For market veterans, the sharp rally of FY21 was a deja vu moment. The uptick in FY21 came on the back of a sharp drawdown witnessed towards the close of FY20, which had recorded a negative return of about 30%. That was quite similar to the base that was created in FY09 when markets corrected by 40% due to the global financial crisis, which was swiftly followed by close to 80% returns for FY10.
With the Covid vaccines being rolled out at a fast pace across the globe and signs of economic revival emerging from various parts of the world, FY22 could also be a good year.
The year’s rally also made investors richer by a record Rs 94 lakh crore with BSE’s market capitalisation now at Rs 206 lakh crore. A major part of this gain came from the sharp rally in Reliance Industries, which saw its market capitalisation more than double from Rs 7.05 lakh crore to over Rs 15 lakh crore, but closed the year at Rs 13.2 lakh crore.
During FY21, the sensex gained 68%—the highest in over 10 years and the fourth highest in the last 20 years.

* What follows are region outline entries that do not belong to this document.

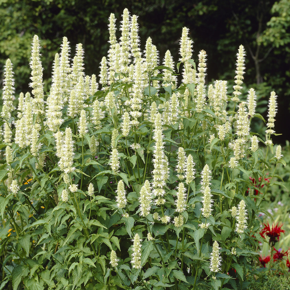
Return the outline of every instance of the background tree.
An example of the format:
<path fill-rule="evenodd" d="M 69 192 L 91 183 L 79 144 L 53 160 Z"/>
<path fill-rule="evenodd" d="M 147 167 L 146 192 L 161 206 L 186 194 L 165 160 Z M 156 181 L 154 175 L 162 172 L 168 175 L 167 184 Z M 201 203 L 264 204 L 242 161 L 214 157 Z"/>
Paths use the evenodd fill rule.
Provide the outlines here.
<path fill-rule="evenodd" d="M 14 64 L 16 94 L 31 89 L 27 87 L 30 73 L 27 65 L 31 43 L 37 34 L 41 40 L 44 81 L 48 90 L 52 61 L 64 36 L 70 42 L 71 54 L 75 45 L 85 50 L 86 73 L 99 73 L 102 57 L 109 44 L 108 19 L 113 12 L 119 21 L 125 7 L 139 15 L 142 50 L 150 36 L 160 51 L 160 59 L 169 49 L 176 63 L 179 58 L 179 42 L 182 28 L 190 30 L 197 59 L 204 49 L 210 64 L 206 81 L 232 80 L 233 85 L 235 54 L 241 44 L 247 54 L 245 82 L 259 86 L 260 99 L 267 99 L 274 90 L 278 96 L 278 133 L 282 124 L 290 95 L 289 53 L 290 1 L 260 0 L 0 0 L 0 70 L 8 57 Z M 117 26 L 119 23 L 117 23 Z M 119 37 L 120 35 L 117 36 Z M 1 75 L 2 74 L 1 74 Z M 248 89 L 248 88 L 246 88 Z M 282 111 L 283 111 L 283 112 Z M 260 112 L 263 113 L 262 111 Z M 286 137 L 277 137 L 281 142 Z"/>

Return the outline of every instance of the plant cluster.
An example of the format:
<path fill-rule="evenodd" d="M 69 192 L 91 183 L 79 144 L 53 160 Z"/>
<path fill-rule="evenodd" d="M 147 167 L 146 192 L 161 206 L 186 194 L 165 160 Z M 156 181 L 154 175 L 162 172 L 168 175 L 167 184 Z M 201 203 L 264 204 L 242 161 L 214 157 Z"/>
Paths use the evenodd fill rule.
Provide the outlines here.
<path fill-rule="evenodd" d="M 263 241 L 256 191 L 280 184 L 285 163 L 271 138 L 276 94 L 263 140 L 251 132 L 263 119 L 255 92 L 241 92 L 242 45 L 230 95 L 226 81 L 206 85 L 206 52 L 196 66 L 186 28 L 179 84 L 169 50 L 161 61 L 148 37 L 141 51 L 137 17 L 124 10 L 119 40 L 116 20 L 98 83 L 64 37 L 45 95 L 36 35 L 32 95 L 16 109 L 6 62 L 0 289 L 246 289 Z"/>

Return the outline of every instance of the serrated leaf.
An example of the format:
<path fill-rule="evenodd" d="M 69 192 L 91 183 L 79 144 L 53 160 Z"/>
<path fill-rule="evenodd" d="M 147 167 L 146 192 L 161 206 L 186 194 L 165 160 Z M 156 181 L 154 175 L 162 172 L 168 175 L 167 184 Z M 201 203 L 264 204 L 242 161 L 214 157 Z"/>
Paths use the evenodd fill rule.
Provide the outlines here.
<path fill-rule="evenodd" d="M 133 155 L 132 156 L 128 156 L 128 157 L 130 162 L 133 165 L 133 168 L 135 167 L 136 165 L 136 160 L 137 160 L 137 156 L 136 155 Z"/>
<path fill-rule="evenodd" d="M 123 219 L 125 221 L 125 226 L 126 227 L 126 230 L 127 233 L 129 234 L 130 238 L 132 238 L 132 234 L 131 233 L 131 229 L 133 227 L 134 225 L 134 219 L 132 217 L 123 217 Z"/>
<path fill-rule="evenodd" d="M 136 151 L 138 155 L 141 157 L 141 159 L 143 160 L 143 162 L 145 163 L 145 160 L 144 159 L 144 148 L 138 148 Z"/>
<path fill-rule="evenodd" d="M 214 288 L 215 290 L 218 290 L 219 288 L 222 285 L 222 282 L 220 280 L 217 279 L 211 279 L 211 285 Z"/>
<path fill-rule="evenodd" d="M 2 182 L 2 180 L 7 175 L 9 171 L 6 169 L 3 169 L 0 171 L 0 182 Z"/>
<path fill-rule="evenodd" d="M 98 184 L 98 188 L 99 188 L 99 193 L 101 192 L 102 187 L 108 181 L 108 176 L 104 176 L 104 175 L 99 175 L 96 177 L 97 182 Z"/>
<path fill-rule="evenodd" d="M 186 280 L 186 278 L 185 276 L 184 276 L 183 272 L 180 270 L 172 270 L 173 272 L 173 276 L 177 279 L 179 280 L 181 280 L 182 281 L 184 281 L 186 283 L 187 283 L 187 281 Z"/>
<path fill-rule="evenodd" d="M 156 276 L 154 274 L 157 273 L 157 271 L 160 269 L 160 268 L 157 266 L 153 266 L 152 268 L 149 268 L 144 273 L 143 278 L 144 279 L 146 279 L 150 276 Z"/>
<path fill-rule="evenodd" d="M 152 242 L 148 241 L 142 244 L 142 253 L 141 254 L 141 266 L 142 267 L 147 261 L 147 259 L 150 253 L 153 249 L 153 244 Z"/>
<path fill-rule="evenodd" d="M 29 272 L 28 266 L 19 265 L 16 266 L 12 271 L 12 278 L 13 290 L 17 290 L 18 285 L 21 282 L 21 279 L 23 276 L 27 276 Z"/>
<path fill-rule="evenodd" d="M 85 264 L 87 264 L 88 265 L 90 265 L 93 267 L 96 268 L 95 265 L 93 261 L 89 258 L 85 258 L 84 259 L 84 262 Z"/>
<path fill-rule="evenodd" d="M 239 274 L 240 278 L 243 281 L 244 278 L 243 276 L 244 274 L 244 271 L 242 267 L 238 264 L 235 263 L 232 264 L 232 266 L 236 269 L 237 272 Z"/>
<path fill-rule="evenodd" d="M 155 95 L 156 93 L 156 92 L 157 91 L 157 90 L 154 87 L 152 87 L 150 86 L 150 92 L 149 92 L 149 87 L 146 87 L 144 89 L 144 95 L 147 96 L 149 96 L 150 97 L 152 95 Z"/>
<path fill-rule="evenodd" d="M 117 173 L 117 175 L 118 175 L 123 180 L 123 181 L 127 185 L 127 186 L 129 186 L 129 183 L 128 182 L 128 178 L 127 177 L 127 175 L 124 173 L 123 172 L 119 172 Z"/>
<path fill-rule="evenodd" d="M 113 236 L 111 237 L 111 240 L 113 242 L 113 243 L 119 249 L 119 251 L 121 251 L 120 248 L 120 243 L 119 242 L 119 239 Z"/>
<path fill-rule="evenodd" d="M 22 237 L 19 239 L 19 243 L 26 252 L 26 255 L 28 257 L 29 252 L 30 246 L 30 238 L 31 236 L 28 234 L 26 234 L 25 236 Z"/>

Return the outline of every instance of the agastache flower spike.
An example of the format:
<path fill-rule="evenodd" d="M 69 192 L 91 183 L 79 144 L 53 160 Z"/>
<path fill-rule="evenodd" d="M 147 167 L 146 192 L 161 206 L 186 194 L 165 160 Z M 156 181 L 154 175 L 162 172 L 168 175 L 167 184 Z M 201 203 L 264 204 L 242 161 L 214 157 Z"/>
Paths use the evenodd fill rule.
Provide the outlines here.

The year also saw a record amount of funds being raised through the IPO route at Rs 1.9 lakh crore and Rs 64,256 crore through the rights offer route. RIL, which successfully closed its Rs 53,124-crore rights offer during the year, was the biggest equity issue in the country’s history.
The Nifty returned almost 71% in the financial year ended March 31 — the best since FY10 — in a record-breaking rally, though it raised questions whether the market has run up too fast? Foreigners propelled the upmove, pumping ₹2,73,603 crore during the financial year—the highest ever inflows —aided by dollar’s weakness on account of the gigantic stimuli by the US government and the Federal Reserve. Domestic retail investors were not left behind. They pulled money out of mutual funds and took control of their own investments. Valuations are rich at current levels but investors are pinning hopes on a sharp rebound in FY22 earnings to help markets justify these levels.